(RxWiki News) As the Ebola outbreak continues in West Africa, health officials in the US are asking health care workers to prepare to act if the disease spreads.
The Centers for Disease Control and Prevention (CDC) released a checklist to help hospitals prepare for Ebola cases.
The virus has not spread to the US, but the CDC stressed that being prepared will be key in treating the virus if it does reach US soil.
"Keep up with disease outbreaks both in the US and abroad."
"While we are not aware of any domestic [Ebola virus disease (EVD)] cases (other than two American citizens who were medically evacuated to the United States), now is the time to prepare, as it is possible that individuals with EVD in West Africa may travel to the United States, exhibit signs and symptoms of EVD, and present to facilities," according to the checklist.
At the time of publication, four Americans have been treated for Ebola infection in the US. Two of those patients made a full recovery, while the other two are currently being treated.
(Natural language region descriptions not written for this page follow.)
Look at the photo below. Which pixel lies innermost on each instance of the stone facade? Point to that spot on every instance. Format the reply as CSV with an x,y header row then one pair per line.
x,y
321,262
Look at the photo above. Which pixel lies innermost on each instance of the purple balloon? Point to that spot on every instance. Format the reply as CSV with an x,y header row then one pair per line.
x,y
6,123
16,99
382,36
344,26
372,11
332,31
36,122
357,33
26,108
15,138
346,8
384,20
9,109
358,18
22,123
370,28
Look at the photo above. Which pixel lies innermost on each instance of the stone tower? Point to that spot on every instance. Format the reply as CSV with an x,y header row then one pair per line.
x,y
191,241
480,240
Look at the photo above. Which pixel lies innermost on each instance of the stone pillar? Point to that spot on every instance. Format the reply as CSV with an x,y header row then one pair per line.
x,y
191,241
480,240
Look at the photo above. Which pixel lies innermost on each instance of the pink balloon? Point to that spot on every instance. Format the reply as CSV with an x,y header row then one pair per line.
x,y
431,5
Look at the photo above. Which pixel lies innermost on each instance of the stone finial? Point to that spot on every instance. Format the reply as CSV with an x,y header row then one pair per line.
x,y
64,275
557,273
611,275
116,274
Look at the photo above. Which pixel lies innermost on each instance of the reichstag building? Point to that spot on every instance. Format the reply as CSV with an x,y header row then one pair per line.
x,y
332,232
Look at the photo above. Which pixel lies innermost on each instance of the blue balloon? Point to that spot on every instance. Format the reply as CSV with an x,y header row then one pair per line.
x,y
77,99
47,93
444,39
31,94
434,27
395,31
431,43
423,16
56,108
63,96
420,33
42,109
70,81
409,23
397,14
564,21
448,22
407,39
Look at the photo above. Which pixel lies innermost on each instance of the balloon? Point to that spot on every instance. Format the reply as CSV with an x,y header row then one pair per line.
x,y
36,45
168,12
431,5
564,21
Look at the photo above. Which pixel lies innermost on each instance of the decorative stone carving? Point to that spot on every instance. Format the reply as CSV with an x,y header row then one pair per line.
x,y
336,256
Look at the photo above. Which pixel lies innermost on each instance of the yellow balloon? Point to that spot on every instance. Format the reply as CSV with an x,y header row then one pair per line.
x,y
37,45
The CDC checklist is meant to prepare health care workers to respond to EVD. EVD is an often fatal virus marked by fever and bleeding. It is spread through contact with infected bodily fluids.
Reuters reports that the current outbreak has killed more than 2,400 people in West Africa.
Although it says on its website that the current outbreak does not pose a major threat to the US, the CDC urges health care workers to be prepared.
"The checklist provides practical and specific suggestions to ensure your hospital is able to detect possible EVD cases, protect your employees, and respond appropriately," the checklist says.
Among the many items in the checklist, the CDC says health care workers should "review infection control policies" and make "plans for administrative, environmental and communication measures, as well as personal protective equipment" to prepare.